PFAS (per-and polyfluoroalkyl substances) have raised health concerns as the ubiquitous chemicals accumulate in the environment and bodies over time. However, not all the thousands of PFAS demonstrate the same properties or risks. Blanket PFAS prohibition overlooks scientific differentiations essential to thoughtful regulation. Categorization and safety assessments for specific PFAS relies on specialized toxicological perspectives to weigh complex tradeoffs.

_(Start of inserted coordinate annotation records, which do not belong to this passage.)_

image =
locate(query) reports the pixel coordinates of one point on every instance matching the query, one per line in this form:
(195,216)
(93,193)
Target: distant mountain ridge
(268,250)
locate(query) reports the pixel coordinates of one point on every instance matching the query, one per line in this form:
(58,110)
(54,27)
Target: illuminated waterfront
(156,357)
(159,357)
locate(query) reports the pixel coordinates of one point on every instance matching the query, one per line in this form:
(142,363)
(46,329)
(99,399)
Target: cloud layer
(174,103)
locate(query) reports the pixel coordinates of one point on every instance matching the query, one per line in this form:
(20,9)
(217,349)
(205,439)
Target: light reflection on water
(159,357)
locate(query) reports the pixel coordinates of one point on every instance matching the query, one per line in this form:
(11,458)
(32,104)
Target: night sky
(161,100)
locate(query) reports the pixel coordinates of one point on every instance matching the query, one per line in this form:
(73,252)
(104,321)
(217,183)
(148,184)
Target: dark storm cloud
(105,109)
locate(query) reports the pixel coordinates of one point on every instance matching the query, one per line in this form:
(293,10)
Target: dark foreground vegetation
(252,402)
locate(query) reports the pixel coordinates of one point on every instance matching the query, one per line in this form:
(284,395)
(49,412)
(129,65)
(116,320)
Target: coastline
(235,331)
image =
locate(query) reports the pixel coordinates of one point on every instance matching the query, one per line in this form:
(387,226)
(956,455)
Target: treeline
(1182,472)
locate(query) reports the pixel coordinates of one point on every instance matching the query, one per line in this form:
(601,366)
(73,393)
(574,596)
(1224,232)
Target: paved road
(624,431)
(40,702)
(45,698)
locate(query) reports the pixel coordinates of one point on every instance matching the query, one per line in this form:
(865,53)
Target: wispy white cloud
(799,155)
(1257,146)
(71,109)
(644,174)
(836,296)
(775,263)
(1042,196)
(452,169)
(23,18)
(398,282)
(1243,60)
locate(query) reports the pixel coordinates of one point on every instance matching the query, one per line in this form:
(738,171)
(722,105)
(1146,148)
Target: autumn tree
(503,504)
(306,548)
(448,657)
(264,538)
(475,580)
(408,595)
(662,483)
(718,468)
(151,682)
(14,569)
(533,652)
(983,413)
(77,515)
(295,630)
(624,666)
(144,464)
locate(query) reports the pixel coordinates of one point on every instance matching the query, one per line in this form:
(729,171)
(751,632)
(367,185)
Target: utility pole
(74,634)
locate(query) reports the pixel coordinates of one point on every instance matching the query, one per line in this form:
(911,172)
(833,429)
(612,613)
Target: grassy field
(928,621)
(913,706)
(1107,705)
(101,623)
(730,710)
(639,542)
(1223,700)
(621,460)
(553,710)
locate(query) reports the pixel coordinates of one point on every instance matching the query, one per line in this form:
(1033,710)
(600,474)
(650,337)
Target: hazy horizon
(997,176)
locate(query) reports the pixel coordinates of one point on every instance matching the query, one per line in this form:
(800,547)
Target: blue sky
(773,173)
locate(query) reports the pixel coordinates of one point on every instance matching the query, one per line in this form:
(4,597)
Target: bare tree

The EPA and FDA provide centralized expertise analyzing isomer functions, setting guidance dose levels, and evaluating necessity in products from cookware to implanted medical devices to balance patient needs with tight usage controls on the most concerning compounds.

The Issue

State and local bans on broad PFAS applications, without accounting for nuanced federal scrutiny linking unique molecular risks to tailored restrictions of only unavoidably persistent or biomagnifying variants, stand to create unnecessary barriers to innovative products with manageable modern PFAS alternatives rigorously designed for safe functionality. Jurisdictional confusion from disjointed legislation also risks disrupting supply chains. Thus, standardized federal PFAS oversight should steer wise, uniform policy in the public’s best interest.

CHPA’s Position

Though rising PFAS levels prompt important health questions that must be monitored, restrictions should remain grounded in conclusive toxicology to avoid reactionary bans on safe modern alternatives — as inconsistent standards across 50 individual states would only stifle healthcare advancement. Science-based federal agencies offer the uniform guidance necessary to regulate complex PFAS wisely by targeting only unavoidable usage of the most high-risk variants rather than enforcing sweeping precautionary prohibitions not supported by data.